29/06/2007

Stéphane Blok et le chant des fleuves

(Cet article a paru le 28 juin dans 24 Heures)

 

 

A chaque fois qu’il revient de Porto, les yeux de Stéphane Blok pétillent et son sourire d’archange gothique confirme qu’il s’est ressourcé, comme il aime à dire. «Il y a là une maison qui appartient à un ami d’enfance, de Chavannes-Renens. J’y suis accueilli depuis quatre ans, dans un quartier préservé de Gaia, de l’autre côté du fleuve. Durant un mois j’y perfectionne mon portugais en compagnie de pêcheurs, de maçons, de patrons de bistrot. Là, dans ce microcosme où les femmes lavent le linge encore à la main, j’ai le sentiment de me retrouver dans un village de chez nous dans les années cinquante.»
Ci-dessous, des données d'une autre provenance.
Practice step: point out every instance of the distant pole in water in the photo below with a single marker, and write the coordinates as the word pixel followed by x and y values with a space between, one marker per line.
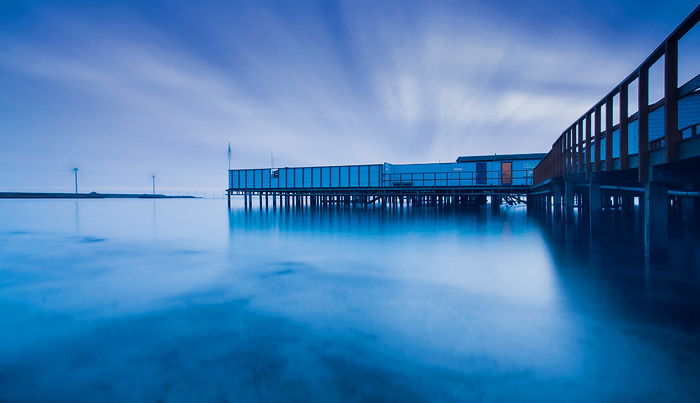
pixel 75 177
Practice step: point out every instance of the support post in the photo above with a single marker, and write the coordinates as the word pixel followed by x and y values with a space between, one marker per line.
pixel 655 218
pixel 594 204
pixel 671 101
pixel 643 120
pixel 556 188
pixel 624 142
pixel 608 132
pixel 598 140
pixel 495 202
pixel 569 200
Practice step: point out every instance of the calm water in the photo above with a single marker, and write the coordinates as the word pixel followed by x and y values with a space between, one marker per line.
pixel 183 300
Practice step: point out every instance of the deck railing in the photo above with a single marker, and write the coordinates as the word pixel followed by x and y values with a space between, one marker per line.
pixel 580 151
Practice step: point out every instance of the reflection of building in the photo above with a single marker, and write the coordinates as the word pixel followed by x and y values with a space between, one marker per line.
pixel 494 172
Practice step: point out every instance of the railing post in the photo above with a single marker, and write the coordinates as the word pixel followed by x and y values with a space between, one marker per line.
pixel 589 145
pixel 579 131
pixel 608 132
pixel 671 95
pixel 643 120
pixel 624 116
pixel 597 137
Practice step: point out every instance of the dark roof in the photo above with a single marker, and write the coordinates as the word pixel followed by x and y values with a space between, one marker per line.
pixel 502 157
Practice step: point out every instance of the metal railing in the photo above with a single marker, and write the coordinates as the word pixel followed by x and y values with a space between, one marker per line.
pixel 570 152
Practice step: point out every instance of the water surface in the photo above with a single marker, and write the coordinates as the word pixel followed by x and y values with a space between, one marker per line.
pixel 185 300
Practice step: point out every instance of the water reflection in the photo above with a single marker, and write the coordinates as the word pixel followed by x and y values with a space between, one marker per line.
pixel 186 300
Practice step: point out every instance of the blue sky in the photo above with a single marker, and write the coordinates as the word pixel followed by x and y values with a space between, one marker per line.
pixel 126 89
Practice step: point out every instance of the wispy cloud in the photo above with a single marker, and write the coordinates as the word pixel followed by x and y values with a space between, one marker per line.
pixel 363 83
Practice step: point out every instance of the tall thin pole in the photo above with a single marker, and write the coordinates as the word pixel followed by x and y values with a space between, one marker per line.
pixel 229 155
pixel 75 177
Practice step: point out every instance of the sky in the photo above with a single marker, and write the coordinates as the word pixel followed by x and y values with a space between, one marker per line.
pixel 128 89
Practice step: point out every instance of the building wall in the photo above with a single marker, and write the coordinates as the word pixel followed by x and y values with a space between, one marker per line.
pixel 386 175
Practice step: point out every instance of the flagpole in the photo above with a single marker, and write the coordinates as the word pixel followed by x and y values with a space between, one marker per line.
pixel 228 174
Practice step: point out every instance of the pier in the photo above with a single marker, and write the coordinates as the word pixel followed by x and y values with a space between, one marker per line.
pixel 607 160
pixel 470 181
pixel 649 159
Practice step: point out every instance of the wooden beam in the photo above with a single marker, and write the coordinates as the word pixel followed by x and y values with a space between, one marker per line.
pixel 624 116
pixel 608 132
pixel 671 99
pixel 597 137
pixel 643 120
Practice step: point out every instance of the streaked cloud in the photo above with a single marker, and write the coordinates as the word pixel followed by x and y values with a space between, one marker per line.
pixel 352 82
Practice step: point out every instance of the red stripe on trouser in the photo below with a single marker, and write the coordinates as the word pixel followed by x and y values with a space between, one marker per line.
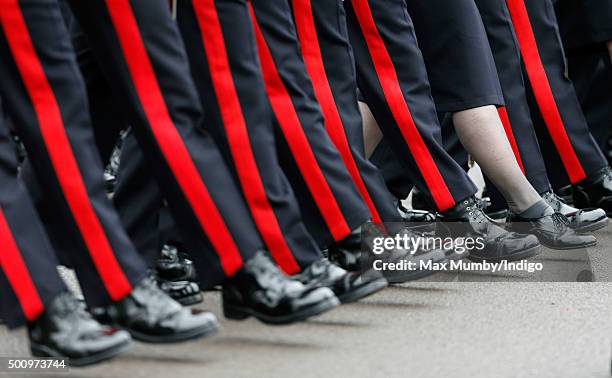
pixel 238 136
pixel 503 115
pixel 298 142
pixel 311 50
pixel 58 146
pixel 17 273
pixel 399 108
pixel 542 91
pixel 170 142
C’est un endroit où le musicien-poète lausannois son esprit battre la campagne; rêver, esquisser des projets. Un des plus récents fut le squelette d’une proposition qu’il avait suggérée à Léon Francioli. Elle se concrétisa mémorablement en 2006 avec la sortie de leur duo en CD Boum, et leur spectacle des Ephémères.

En mai passé, Stéphane Blok est revenu de Porto avec de nouvelles épures, mais c’était d’abord pour présenter à Lausanne avec Pierre-Yves Borgeaud (partenaire plus ancien) la transcription en disque numérique du film iXième. Ce long-métrage recomposant le journal d’un prisonnier leur avait valu un Léopard d’or à Locarno en 2003. «Déjà à sa conception, en 2000, nous l’avions défini comme un poème multimédia. Nous avons exploité toutes les possibilités techniques du DVD pour offrir au spectateur une lecture interactive, plus une lecture aléatoire d’une même histoire» Référence à Raymond Queneau et à Un conte à votre façon – ou c’est le lecteur qui décide du déroulement du récit. Et à ses  Cent mille milliards de poèmes: «Ainsi, dit Blok, chaque individu peut redécouvrir ce film d’une manière individualiste, en faisant appel à son propre imaginaire.»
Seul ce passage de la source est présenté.